The above is not quite correct. In fact you can provide a definition for a pure virtual function. However this function can only be called directly using compile time (i.e. static) function call despatch, not through the run time polymorphic dynamic despatch mechanism. Anytime you have a pointer or reference to an object of an ABC (abstract base class) like class A and you call a pure virtual function on it that has not been overridden the compiler will probably have to issue a dynamic call using the dynamic call despatch mechanism, which still has a pure (i.e. non-existent) definition for the function and Bang! Your program would crash, or possibly terminate with some message about a pure virtual function being called. For this reason even if you do provide a function definition for a pure virtual member function the class is still abstract and you still cannot create objects of the class or any class derived from it that has not provided definitions for all pure virtual functions.
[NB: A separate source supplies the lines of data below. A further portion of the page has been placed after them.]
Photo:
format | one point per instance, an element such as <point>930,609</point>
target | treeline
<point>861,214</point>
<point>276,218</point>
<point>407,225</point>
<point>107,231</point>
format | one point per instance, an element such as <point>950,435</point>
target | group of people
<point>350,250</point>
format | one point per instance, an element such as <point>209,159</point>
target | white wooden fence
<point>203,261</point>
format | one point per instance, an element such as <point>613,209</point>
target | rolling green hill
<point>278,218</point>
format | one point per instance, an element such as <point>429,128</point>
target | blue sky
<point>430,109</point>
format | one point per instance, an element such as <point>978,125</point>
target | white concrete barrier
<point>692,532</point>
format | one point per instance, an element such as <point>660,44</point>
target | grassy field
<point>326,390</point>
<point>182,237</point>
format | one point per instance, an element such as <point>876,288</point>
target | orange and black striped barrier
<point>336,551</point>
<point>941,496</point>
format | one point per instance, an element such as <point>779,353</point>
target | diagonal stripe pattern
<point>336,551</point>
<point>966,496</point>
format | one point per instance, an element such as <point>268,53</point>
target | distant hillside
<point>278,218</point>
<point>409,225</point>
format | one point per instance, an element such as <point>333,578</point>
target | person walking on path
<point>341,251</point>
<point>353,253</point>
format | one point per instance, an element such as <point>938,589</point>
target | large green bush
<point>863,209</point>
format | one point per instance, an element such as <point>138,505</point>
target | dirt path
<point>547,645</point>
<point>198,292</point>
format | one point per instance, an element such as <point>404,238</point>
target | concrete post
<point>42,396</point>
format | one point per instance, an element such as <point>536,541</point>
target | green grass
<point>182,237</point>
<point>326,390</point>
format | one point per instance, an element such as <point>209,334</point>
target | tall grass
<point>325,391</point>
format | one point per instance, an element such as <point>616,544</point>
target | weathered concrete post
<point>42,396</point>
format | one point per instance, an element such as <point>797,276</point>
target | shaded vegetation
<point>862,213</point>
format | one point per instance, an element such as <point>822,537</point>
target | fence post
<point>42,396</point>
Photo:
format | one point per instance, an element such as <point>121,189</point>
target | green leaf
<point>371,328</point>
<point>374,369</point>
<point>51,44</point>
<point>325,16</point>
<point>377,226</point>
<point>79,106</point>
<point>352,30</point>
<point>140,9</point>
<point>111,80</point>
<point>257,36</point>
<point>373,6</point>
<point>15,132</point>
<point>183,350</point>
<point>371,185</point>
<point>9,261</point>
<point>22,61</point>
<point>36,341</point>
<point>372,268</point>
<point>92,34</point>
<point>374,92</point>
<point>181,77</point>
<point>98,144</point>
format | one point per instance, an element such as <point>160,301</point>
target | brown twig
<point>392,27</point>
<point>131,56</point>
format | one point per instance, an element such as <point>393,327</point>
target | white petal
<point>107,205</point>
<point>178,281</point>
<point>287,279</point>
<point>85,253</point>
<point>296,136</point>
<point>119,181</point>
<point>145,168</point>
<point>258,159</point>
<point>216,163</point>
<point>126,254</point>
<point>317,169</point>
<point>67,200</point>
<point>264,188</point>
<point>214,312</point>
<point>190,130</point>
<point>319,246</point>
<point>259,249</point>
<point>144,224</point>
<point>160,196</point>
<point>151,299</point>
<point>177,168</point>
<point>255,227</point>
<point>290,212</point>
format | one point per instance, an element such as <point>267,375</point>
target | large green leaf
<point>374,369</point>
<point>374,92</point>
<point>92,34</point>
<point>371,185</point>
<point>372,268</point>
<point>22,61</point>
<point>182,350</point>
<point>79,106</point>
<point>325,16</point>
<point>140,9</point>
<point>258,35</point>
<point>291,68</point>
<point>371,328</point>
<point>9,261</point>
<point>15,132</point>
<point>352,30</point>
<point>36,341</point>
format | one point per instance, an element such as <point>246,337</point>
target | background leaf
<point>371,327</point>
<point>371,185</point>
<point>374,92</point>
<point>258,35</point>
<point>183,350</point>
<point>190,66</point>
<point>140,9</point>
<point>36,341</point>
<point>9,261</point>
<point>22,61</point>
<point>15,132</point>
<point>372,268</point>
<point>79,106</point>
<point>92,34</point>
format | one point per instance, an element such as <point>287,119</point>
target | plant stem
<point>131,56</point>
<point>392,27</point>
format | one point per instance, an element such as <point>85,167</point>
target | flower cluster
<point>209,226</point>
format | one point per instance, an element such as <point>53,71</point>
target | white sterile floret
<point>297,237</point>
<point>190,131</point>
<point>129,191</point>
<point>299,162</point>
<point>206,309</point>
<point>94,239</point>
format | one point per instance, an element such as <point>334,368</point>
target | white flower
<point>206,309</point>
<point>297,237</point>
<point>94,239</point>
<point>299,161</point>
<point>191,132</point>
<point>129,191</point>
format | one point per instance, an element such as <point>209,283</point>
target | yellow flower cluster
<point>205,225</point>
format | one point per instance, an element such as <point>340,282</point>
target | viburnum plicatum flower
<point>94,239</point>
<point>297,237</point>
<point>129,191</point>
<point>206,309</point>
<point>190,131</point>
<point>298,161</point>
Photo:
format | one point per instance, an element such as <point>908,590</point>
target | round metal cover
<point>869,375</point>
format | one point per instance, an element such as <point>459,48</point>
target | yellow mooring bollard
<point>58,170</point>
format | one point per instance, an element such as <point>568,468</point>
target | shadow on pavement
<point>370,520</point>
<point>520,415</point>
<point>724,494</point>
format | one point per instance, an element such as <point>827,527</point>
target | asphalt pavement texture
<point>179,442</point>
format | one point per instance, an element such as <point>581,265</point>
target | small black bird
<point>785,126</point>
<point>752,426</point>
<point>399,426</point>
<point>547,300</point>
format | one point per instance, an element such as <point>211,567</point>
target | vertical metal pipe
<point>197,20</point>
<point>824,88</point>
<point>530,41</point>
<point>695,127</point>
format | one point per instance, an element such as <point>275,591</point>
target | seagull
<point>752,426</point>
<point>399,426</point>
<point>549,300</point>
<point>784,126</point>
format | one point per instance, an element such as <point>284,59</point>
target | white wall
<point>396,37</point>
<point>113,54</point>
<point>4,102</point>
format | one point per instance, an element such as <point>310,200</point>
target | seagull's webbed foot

OK, so you are probably a little confused after that, so I have provided some more information on the calling mechanisms used by C++ below. It is not really directly relevant to your question so only read it if you are interested, and if you do then please ask followup questions if you require clarification as it is not an easy thing to describe (so sorry if it is not 100% clear!).

Before doing so I shall mention briefly that a class used as a base class to some derived class can be specified as a virtual base class. When this occurs a further class deriving from two base classes that both derive from a common virtual base class only get one copy of the common virtual base class:

  class Base {};
  class Middle1 : public Base {};
  class Middle2 : public Base {};
  class Derived : public Middle2 : public Middle1 {};

The above class hierarchy does not use virtual base classes and Derived contains two Base sub-objects one from Middle1 and the other from Middle2. Often this is not at all what is required. What is required is that Derived contain one base sub-object, one Middle1 sub-object and one Middle2 sub-object. This is where virtual base classes come in:

  class Base {};
  class Middle1 : virtual public Base {};
  class Middle2 : virtual public Base {};
  class Derived : public Middle2 : public Middle1 {};

Note that the virtual-ality is only applied for a specific use of the Base type when it is being used as a base class. It does not affect Base itself in other circumstances. For more information see for example Chapter 15 of "The C++ Programming Language 3rd edition" by Bjarne Stroustrup.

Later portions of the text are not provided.